How much protein do you need each day?
- There are a lot of people who claim they have the truth. It is not that easy.
As usual, this is not a scientific article. This is me trying to write about something to simplify it. To make it easy to understand. If you become interested in the subject, there is tons of information to be found. Unfortunately there are a lot of ”proof” for different theories that contradicts one another. It is hard to call bullshit on something unless you have some sort of idea about it all. So be careful when reading about things that you don't fully grasp.
I have not linked anything in this article to scientific articles. Like I said, there are numerous of sources proving different theories. These are the ones that I have come to find most likely to be correct after years of reading and discussing. Here are some ideas for you guys. My goal is not that you will use my text as a bible. My goal is that you see that there are a lot of different things to consider when it comes to your workouts and your diet.
At some point you reach a level where you start to consider your diet on a deeper level.
There are a lot of different things to consider when it comes to how to eat and what to eat. If you ever start to measure the food. Calculate how many grams of everything you eat. Then you will most likely use some kind of database that will give you detailed information regarding how many grams of fat, protein and carbohydrates you eat.
Since you are counting calories. You have most likely also started to visit the gym or exercise in some other way. One of the questions that often appear is regarding the protein.

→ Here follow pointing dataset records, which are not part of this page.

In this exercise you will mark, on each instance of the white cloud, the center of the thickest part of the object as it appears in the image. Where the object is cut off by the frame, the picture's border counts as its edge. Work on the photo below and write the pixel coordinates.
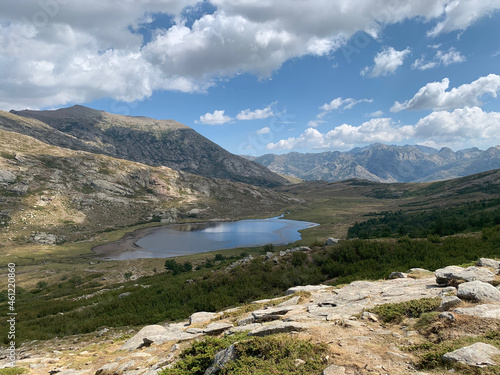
(216, 118)
(386, 62)
(434, 95)
(445, 58)
(459, 126)
(450, 57)
(258, 114)
(264, 130)
(461, 14)
(453, 129)
(54, 52)
(339, 103)
(378, 113)
(346, 136)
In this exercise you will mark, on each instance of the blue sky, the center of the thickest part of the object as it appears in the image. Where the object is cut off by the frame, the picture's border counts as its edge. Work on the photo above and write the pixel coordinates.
(261, 76)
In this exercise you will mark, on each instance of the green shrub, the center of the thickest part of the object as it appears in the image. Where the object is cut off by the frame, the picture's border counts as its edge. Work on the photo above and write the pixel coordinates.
(274, 354)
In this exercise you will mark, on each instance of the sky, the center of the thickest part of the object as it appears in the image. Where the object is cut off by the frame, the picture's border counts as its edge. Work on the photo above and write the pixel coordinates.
(266, 76)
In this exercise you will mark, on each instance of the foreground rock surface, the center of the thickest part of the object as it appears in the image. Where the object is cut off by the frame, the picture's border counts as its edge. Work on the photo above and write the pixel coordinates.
(477, 355)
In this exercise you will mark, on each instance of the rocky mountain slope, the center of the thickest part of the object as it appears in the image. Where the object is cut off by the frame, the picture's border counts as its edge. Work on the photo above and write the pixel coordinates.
(357, 333)
(72, 194)
(383, 163)
(141, 139)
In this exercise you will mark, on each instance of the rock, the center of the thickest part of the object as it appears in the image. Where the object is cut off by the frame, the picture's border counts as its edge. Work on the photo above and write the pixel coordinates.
(447, 315)
(449, 302)
(217, 328)
(397, 275)
(478, 291)
(290, 302)
(47, 238)
(481, 311)
(334, 370)
(485, 262)
(247, 328)
(7, 177)
(455, 275)
(306, 288)
(246, 321)
(300, 248)
(444, 275)
(156, 334)
(201, 317)
(476, 273)
(275, 313)
(279, 327)
(221, 359)
(478, 355)
(330, 241)
(369, 316)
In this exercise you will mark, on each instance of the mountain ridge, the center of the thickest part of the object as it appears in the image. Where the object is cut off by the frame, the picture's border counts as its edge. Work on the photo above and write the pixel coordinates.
(384, 163)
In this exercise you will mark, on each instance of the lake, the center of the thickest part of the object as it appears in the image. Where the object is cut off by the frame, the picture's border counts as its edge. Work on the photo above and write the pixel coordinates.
(186, 239)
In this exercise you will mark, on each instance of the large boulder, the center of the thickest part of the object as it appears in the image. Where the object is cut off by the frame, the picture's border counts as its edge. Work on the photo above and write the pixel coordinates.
(478, 291)
(306, 288)
(478, 355)
(201, 317)
(486, 262)
(454, 275)
(481, 311)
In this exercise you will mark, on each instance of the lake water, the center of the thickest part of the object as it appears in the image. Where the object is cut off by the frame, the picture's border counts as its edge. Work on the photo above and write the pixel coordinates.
(185, 239)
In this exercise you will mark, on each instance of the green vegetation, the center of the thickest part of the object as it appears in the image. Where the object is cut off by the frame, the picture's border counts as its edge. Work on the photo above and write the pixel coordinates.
(431, 353)
(472, 216)
(396, 312)
(255, 355)
(170, 297)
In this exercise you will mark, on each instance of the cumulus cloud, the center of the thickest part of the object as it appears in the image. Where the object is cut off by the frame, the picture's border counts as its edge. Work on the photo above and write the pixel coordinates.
(459, 126)
(346, 136)
(460, 14)
(445, 58)
(264, 130)
(216, 118)
(434, 95)
(386, 62)
(453, 129)
(257, 114)
(54, 52)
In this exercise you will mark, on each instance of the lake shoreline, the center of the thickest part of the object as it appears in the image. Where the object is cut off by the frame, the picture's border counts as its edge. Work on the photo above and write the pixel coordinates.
(130, 246)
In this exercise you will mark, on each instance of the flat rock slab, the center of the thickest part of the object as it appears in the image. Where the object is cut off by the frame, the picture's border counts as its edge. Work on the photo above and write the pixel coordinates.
(156, 334)
(216, 328)
(279, 327)
(481, 311)
(201, 317)
(478, 355)
(307, 288)
(486, 262)
(455, 275)
(478, 291)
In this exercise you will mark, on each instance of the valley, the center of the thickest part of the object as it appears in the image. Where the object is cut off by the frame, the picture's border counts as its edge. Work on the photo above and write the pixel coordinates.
(66, 189)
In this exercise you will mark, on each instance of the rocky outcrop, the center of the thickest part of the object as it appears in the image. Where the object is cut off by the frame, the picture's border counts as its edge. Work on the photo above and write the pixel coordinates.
(454, 275)
(477, 355)
(140, 139)
(478, 291)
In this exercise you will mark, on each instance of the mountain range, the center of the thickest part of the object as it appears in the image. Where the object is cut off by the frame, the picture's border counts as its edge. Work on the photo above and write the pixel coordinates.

How much do you need in order to grow muscles as effective as possible?
Different people will recommend different amounts of protein needed. When taking a look at the recommendations made by WHO (World Health Organisation) and the Swedish national advices. It seems like they are not recommending a very high amount of protein. About 0.8 grams of protein per kilogram of body weight for an adult.
But at the same time they state that there have been studies showing that people who work out a lot demand more. The Swedes state that amounts like 1.4 – 1.8 grams of protein/kg can be more appropriate for athletes.
But still. That is not very high. There are a lot of people who claims that you benefit from eating more. Numbers in the area of 2 – 3 grams/kg is not uncommon. But let's be honest with ourselves here. Are we professional athletes that will require that much? We all have to decide for ourselves. I am going for 2 grams/kg. That is an easy target to hit and I believe that it will help me to keep some of the muscles I have when I am slowly losing weight during my diet. When trying to lose weight and keep the muscles. One thing that most people agree on is this. If you are on a big calorie deficit you will risk to lose more muscles than if you are losing weight in a slower pace.
When on a strict diet, how much protein is necessary to avoid losing your muscles?
When on a calorie deficit, you will lose muscles regardless of your diet. I have no idea what numbers might be helpful in this scenario. Like I said, I am aiming for at least 2 grams of protein per kilogram of bodyweight. But regardless of how efficient it is, having some extra protein in there will help a bit. But one thing that is very important is to hit the gym. Use the muscles. Stimulate them. Tell them that you need them.
There are a lot of different ideas regarding how you should eat your protein as well. Do you have to eat protein every third hour? Or can you eat it all in one big meal? That is something I will address in another text however.